Moreover, there is insufficient evidence to be dogmatic about the ideal glycemic target for patients with thalassemias. Achieving the same target as for those with T1DM [capillary self-blood glucose (CBG) determinations: preprandial: 80 - 130 mg/dL (4.4–7.22 mmol/L), postprandial: <180 mg/dL (< 10 mmol/L), bed time/overnight: 90 - 150 mg/dL (5–8.32 mmol/L)] seems to be a reasonable goal. Thus, patients should be encouraged to perform CBG testing. The regularity of CBG determination will depend on the degree of control and the type of treatment. Continuous glucose monitoring (CGM) and Flash glucose monitoring System (FGMS) may be helpful in selected cases. FGMS, also called ‘intermittently viewed CGM’, uses a disc device, worn on the arm, that can be scanned with a reader to obtain interstitial glucose results instantly (25). Currently, these devices do not alert the user to either low or high blood glucose levels.

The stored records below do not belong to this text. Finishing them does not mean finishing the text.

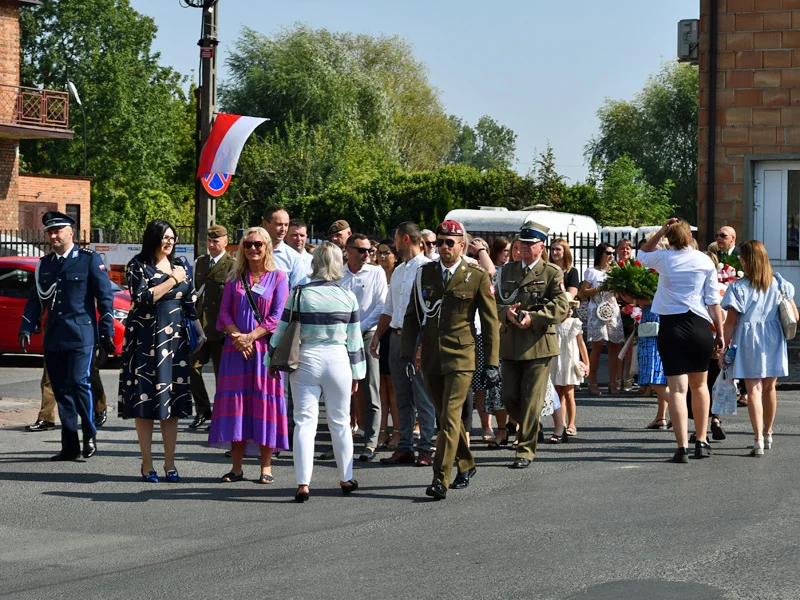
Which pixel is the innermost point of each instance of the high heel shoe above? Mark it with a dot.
(349, 489)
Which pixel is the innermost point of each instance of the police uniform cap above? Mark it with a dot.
(533, 232)
(338, 226)
(217, 231)
(56, 220)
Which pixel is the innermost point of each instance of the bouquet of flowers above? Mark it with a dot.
(631, 278)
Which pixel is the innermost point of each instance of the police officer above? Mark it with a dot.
(444, 299)
(71, 283)
(531, 300)
(210, 272)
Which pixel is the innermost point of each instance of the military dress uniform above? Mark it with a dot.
(448, 350)
(526, 353)
(72, 289)
(209, 284)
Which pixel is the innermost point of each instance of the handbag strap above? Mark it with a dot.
(250, 300)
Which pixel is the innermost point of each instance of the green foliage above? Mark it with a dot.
(658, 130)
(633, 279)
(626, 198)
(139, 122)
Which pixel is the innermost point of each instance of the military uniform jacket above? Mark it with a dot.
(209, 284)
(448, 339)
(79, 289)
(541, 293)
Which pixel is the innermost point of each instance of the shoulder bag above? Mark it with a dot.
(286, 356)
(786, 313)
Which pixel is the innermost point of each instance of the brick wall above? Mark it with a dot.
(758, 97)
(58, 190)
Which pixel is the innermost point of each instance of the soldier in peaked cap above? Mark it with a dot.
(444, 299)
(71, 284)
(530, 300)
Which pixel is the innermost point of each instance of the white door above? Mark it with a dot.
(776, 215)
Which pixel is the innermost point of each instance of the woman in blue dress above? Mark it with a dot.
(753, 324)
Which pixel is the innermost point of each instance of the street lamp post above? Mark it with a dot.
(74, 91)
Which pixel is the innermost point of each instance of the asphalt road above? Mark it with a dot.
(601, 517)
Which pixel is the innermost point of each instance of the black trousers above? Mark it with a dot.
(69, 376)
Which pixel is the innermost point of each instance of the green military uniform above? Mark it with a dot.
(448, 349)
(526, 353)
(209, 284)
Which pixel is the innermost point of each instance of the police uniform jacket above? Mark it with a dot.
(448, 339)
(82, 291)
(209, 284)
(541, 293)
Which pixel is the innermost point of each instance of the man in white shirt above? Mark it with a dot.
(368, 283)
(276, 222)
(297, 238)
(409, 388)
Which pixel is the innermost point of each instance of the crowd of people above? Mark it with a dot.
(406, 334)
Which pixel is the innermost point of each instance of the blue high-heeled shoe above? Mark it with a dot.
(150, 477)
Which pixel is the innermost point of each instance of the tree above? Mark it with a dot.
(658, 130)
(488, 146)
(139, 122)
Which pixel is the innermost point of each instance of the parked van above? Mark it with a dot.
(488, 222)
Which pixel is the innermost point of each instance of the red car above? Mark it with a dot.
(16, 285)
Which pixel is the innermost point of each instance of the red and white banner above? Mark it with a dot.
(225, 142)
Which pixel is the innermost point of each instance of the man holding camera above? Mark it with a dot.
(530, 300)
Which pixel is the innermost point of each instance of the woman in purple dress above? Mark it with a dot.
(249, 415)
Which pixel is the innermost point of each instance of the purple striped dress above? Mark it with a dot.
(248, 405)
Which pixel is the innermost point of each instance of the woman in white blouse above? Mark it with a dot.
(687, 300)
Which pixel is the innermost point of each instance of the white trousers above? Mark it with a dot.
(324, 370)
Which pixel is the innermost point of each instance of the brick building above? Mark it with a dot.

In conclusion, glucose tolerance in adolescents and young adults with thalassemia may deteriorate with age. Patients with a severe course of T-RD require immediate insulin implementation, while, in a large proportion of patients with GD, oral GLAs appear to be effective in achieving metabolic control of diabetes for several months or years. At this stage a uniform treatment protocol is impossible due to the limited information available in thalassemias. Although ADA still recommends metformin as first-line therapy, the updated Standards of Care have become more focused on other factors rather than solely concentrating of glycemic control (26). Patients who are not responding adequately to metformin monotherapy should advance as quickly as possible to a combination therapy with second-line agents, such as the incretin agents. Incretin agents should also be considered among the first-line options in treating patients for whom metformin is contraindicated or inappropriate (Figure 2). These recommendations, however, raise the problem of having insufficient high quality data about GLAs in thalassemia and to which extent results from the general population can be applied to patients with thalassemias. Therefore, it is recommended that patients should be referred to health professionals with expertise in thalassemia and diabetes when the clinical picture is complex enough to require a multidisciplinary team.
Figure 2.
Algorithms for the management with oral glucose-lowering agents in T-RD patients.
Conflict of Interest:
Each author declares that he has no commercial associations (e.g. consultancies, stock ownership, equity interest, patent/licensing arrangement etc.) that might pose a conflict of interest in connection with the submitted article.